As a new mother, I have been the recipient ofttimes (sometimes it feels more like the target) of questions about baby milestones, most typically: “Does she sleep through the night?”; “Is she walking yet?”; and “Is she talking yet?” I realize these questions are asked innocently enough, most of the time, although sometimes they are asked as a set-up for a brag about how early the questioner’s son or daughter slept through the night, walked or talked. I know part of my annoyance with these questions is my own projection: I am anxious about these “milestones,” reading about them constantly and wondering if I need to do something more, or better, to ensure my daughter’s development. I’d prefer to think myself above all that, so it’s psychologically easier to bemoan all “those people” badgering me about milestones, than it is to examine critically my own focus on them.
The tonic, generally, to these anxieties for me is to remember that when I was pregnant, development, for the very most part, took care of itself. All I needed to do was relax, eat, drink, sleep, move my body some, and look what happened: I grew a baby! More accurately, she grew herself through some highly complex, mysterious and sacred process that we may never fully understand, nor necessarily may wish to. So although I certainly have more to do as a mother now that we are separate beings, my daughter is still growing herself and the process is as complex, mysterious and sacred as ever. My job is not to program her (to develop, succeed, accomplish, i.e. to do specific things at specific times) but to nurture her, which is as much, or more, about observing and appreciating as it is doing. In all the world, of all people everywhere, she is unique, and will find her own way in her own time, and become what she is meant to become, i.e. fully herself. In this vein I like James Hillman’s “acorn theory,” which posits that we all come into this existence with a particular and utterly individual purpose:
We overload parents today, as if they owned and were totally responsible for their children’s entire fates. Mothers feel that if they do one thing wrong when the child is three, their poor child will have to go to therapy for four years later on in life. This is a heavy burden. The story of the acorn is that you have your own destiny, and that your parents’ tasks are to provide a place in the world where you can grow down into life and to help make it easier for you to carry the destiny you have, which as a child is hard to carry. (http://www.personaltransformation.com/james_hillman.html)
Notice he talks about growing down, rather than ascending through predictable stages of development or maturation. Parents, myself included, also need help in feeling grounded and rooted in their experiences of parenting, so that we may help our children come into themselves.
So, in the interest of helping me, and other parents reduce anxiety about what we are or are not doing and how our babies are “progressing,” here’s a set of alternative questions to ask:
* What is her favorite toy or game right now? What do you think she likes about it?
* How does she communicate?
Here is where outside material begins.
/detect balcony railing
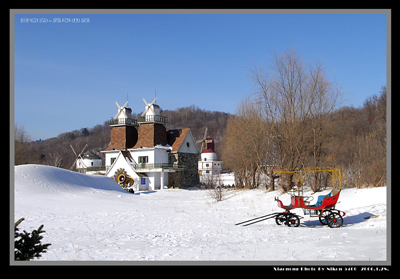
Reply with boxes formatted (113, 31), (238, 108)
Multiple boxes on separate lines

What does she communicate about?
* What makes her laugh? What makes you both laugh?
* What is it like to be her mother? How is it similar to and different from what you imagined?
* What will you remember most about this time in your lives together?
I’m sure you can come up with some other thoughtful, open-ended type questions that show genuine interest in and respect for the uniqueness of my baby, and my family, instead of reflexively asking the typical questions. (And if you’d like to leave me some in your comments, I’d appreciate it–it’ll help me when I work on her baby book.) I think this approach will in turn be a tonic to your inevitable boredom with the typical chit-chat about babies you may be accustomed to making. And remember, if all of this feels too onerous, you’re not obliged to ask anything about my baby: I appreciate conversation about other topics too!